Sabato 28 febbraio, complice una giornata di sole, l’evento ha registrato numeri importanti, persino superiori a quelli del 2024, ultimo appuntamento favorito dal bel tempo.

L’evento è stato organizzato dall’Associazione Culturale S’Urtzu e Sos Bardianos, dal Comune di Ula Tirso e con il sostegno della Regione Sardegna. Un lavoro corale che negli anni ha portato a un traguardo significativo: lo scorso anno su Carrasegare Ulesu è entrato ufficialmente a far parte dei Carnevali Storici Sardi, riconoscimento che sancisce il valore della manifestazione e premia l’impegno costante nella tutela e promozione del patrimonio culturale locale.

"Siamo davvero soddisfatti - ha commentato il segretario dell’Associazione Culturale S’Urtzu e Sos Bardianos, Matteo Masones -. È stato un lavoro impegnativo, portato avanti con dedizione da tutta l’Associazione e con il supporto del Comune e dei volontari. Vedere il paese così pieno, con visitatori arrivati da tutta la Sardegna, è la soddisfazione più grande. Grazie a chi ha scelto di essere con noi e a tutti i gruppi che hanno reso speciale questa giornata".

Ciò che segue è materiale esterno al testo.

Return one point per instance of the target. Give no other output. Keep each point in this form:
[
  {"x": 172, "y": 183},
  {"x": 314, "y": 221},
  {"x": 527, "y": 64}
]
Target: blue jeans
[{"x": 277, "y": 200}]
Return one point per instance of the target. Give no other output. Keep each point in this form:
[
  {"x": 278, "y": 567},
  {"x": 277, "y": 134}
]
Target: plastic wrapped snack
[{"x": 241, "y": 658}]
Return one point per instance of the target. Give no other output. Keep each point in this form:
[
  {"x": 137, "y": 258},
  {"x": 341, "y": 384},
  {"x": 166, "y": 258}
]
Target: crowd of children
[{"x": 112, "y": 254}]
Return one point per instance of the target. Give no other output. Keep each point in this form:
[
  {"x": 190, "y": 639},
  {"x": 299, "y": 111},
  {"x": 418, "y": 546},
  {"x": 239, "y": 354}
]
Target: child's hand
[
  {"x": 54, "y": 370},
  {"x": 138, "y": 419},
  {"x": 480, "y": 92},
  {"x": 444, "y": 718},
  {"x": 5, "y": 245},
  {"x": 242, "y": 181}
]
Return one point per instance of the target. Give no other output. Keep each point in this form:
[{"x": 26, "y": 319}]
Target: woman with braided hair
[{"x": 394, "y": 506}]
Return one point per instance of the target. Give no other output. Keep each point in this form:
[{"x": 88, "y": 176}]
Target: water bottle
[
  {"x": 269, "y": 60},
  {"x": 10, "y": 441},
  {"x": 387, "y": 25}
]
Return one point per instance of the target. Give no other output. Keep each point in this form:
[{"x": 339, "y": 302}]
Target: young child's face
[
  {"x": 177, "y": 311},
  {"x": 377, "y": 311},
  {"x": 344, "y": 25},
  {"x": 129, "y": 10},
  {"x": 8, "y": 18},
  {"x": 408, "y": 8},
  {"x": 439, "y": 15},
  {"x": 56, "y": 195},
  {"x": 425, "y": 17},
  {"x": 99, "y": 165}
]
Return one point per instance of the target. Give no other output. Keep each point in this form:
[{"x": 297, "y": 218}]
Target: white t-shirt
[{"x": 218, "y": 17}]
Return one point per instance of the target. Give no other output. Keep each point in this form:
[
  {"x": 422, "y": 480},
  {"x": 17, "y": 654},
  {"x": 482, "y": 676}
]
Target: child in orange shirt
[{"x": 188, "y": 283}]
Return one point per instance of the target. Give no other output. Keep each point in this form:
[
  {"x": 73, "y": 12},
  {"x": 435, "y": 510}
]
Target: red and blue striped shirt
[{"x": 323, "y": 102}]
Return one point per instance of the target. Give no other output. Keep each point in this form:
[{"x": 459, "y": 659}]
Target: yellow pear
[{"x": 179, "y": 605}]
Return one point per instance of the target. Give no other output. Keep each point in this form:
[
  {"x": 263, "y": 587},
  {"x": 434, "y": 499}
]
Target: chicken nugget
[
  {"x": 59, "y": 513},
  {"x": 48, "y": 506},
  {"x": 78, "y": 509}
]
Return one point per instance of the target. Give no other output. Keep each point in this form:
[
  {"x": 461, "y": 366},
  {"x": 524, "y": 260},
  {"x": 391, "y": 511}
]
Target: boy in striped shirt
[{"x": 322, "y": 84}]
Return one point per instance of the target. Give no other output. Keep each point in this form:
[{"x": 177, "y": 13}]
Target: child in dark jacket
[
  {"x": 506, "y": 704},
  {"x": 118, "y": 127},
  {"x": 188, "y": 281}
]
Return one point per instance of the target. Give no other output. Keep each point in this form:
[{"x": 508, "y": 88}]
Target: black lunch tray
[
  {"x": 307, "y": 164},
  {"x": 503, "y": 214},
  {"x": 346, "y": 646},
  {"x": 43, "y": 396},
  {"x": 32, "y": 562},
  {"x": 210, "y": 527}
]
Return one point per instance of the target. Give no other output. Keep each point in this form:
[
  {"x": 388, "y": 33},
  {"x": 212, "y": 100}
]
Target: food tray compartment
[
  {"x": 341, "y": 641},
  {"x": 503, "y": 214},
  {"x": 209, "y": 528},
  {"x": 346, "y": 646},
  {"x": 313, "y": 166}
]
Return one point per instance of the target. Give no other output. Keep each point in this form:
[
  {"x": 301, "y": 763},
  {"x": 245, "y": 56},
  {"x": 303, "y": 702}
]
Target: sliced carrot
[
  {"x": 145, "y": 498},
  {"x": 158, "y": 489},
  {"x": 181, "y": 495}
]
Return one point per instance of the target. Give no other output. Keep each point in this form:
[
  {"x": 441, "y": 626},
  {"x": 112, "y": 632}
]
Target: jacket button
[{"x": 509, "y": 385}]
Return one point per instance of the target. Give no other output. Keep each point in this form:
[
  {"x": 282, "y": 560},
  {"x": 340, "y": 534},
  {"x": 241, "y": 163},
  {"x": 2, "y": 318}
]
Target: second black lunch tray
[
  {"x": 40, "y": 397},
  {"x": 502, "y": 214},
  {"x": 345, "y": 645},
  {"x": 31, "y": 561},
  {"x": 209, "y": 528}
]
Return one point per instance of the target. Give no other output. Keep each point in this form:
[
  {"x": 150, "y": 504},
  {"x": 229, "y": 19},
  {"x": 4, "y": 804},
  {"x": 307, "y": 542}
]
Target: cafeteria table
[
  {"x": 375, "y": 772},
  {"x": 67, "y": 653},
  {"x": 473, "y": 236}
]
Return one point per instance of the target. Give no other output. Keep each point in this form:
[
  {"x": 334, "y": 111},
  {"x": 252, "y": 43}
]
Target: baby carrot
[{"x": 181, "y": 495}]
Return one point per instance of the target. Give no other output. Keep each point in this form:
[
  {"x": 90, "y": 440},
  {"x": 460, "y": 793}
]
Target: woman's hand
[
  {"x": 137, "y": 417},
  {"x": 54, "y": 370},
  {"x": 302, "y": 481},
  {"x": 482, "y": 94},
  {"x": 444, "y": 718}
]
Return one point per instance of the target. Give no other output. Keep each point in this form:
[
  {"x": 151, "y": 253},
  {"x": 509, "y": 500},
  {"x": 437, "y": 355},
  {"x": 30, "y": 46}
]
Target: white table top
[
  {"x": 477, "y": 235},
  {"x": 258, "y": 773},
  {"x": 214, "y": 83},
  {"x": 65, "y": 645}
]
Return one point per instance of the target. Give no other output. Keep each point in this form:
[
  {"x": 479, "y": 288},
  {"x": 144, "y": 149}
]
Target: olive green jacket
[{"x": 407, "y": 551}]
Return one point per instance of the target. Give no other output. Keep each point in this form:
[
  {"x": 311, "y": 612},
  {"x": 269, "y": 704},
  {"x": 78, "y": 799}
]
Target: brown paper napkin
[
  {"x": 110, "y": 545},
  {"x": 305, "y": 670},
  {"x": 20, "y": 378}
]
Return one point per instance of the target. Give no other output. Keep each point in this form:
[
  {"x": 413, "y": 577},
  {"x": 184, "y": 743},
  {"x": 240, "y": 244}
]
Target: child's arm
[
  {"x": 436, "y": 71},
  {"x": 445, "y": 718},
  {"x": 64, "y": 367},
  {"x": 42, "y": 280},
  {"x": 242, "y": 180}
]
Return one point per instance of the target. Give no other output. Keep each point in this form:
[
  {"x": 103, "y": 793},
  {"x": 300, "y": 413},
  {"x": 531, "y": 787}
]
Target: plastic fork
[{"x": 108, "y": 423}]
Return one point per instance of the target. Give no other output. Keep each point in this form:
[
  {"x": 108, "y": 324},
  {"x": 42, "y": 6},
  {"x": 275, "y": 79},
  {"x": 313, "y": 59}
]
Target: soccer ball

Il programma si è aperto alle 10:00 con un convegno dedicato alla maschera tradizionale e alle tradizioni locali. Durante la giornata i visitatori hanno potuto scoprire le chiese del paese, il centro storico e il Museo dell’Elettricità, mentre l’area street food ha proposto prodotti tipici locali.

Il momento centrale è arrivato nel pomeriggio. Alle 15:30 la sfilata delle maschere tradizionali ha attraversato il centro storico fino a piazza IV Novembre, cuore della festa.

Hanno partecipato Mamuthones e Issohadores di Mamoiada, Urthos e Buttudos di Fonni, Su Bundhu di Orani, Mamutzones Antigos di Samugheo, Sos Tumbarinos di Gavoi, S’Attitidu di Bosa, Mustayonis e S’Orku Furesu di Sestu, Is Sonaggiaos e S’Urtzu di Ortueri, Tamburini e Trombettieri della Città di Oristano, Janas di Maist’e’ di Gergei, Maschera a Gattu e Maimones di Sarule, Caretos del Portogallo, oltre ai padroni di casa S’Urtzu e Sos Bardianos e S’Urtzigheddu di Ula Tirso.

A chiudere la giornata i balli in piazza con i Fantasias de Ballos e, dalle 23:30, il DJ set che ha prolungato la festa fino a tarda sera.

Il cuore della tradizione: S’Urtzu

Al centro di su Carrasegare Ulesu c’è S’Urtzu, maschera tragica e potente, ipostasi di una divinità capace di allontanare i malefici e con funzione propiziatoria per il raccolto.

S’Urtzu è un uomo che indossa la pelle intera di un cinghiale, con la testa dell’animale sovrapposta alla propria. Alla cinta porta un grosso campanaccio e sotto la pelle nasconde sa zippa, un lungo pezzo di sughero che protegge la schiena dai colpi inflitti con sas mazzoccas.

Sul petto cela una vescica piena di vino che, lasciandosi cadere a terra e rialzandosi, macchia la strada simulando il sangue. Durante la sfilata viene condotto con catene dai due Omadores, mentre Sos Bardianos, con i volti tinti di nero, lo percuotono in un rituale che unisce sacro e profano, memoria e identità.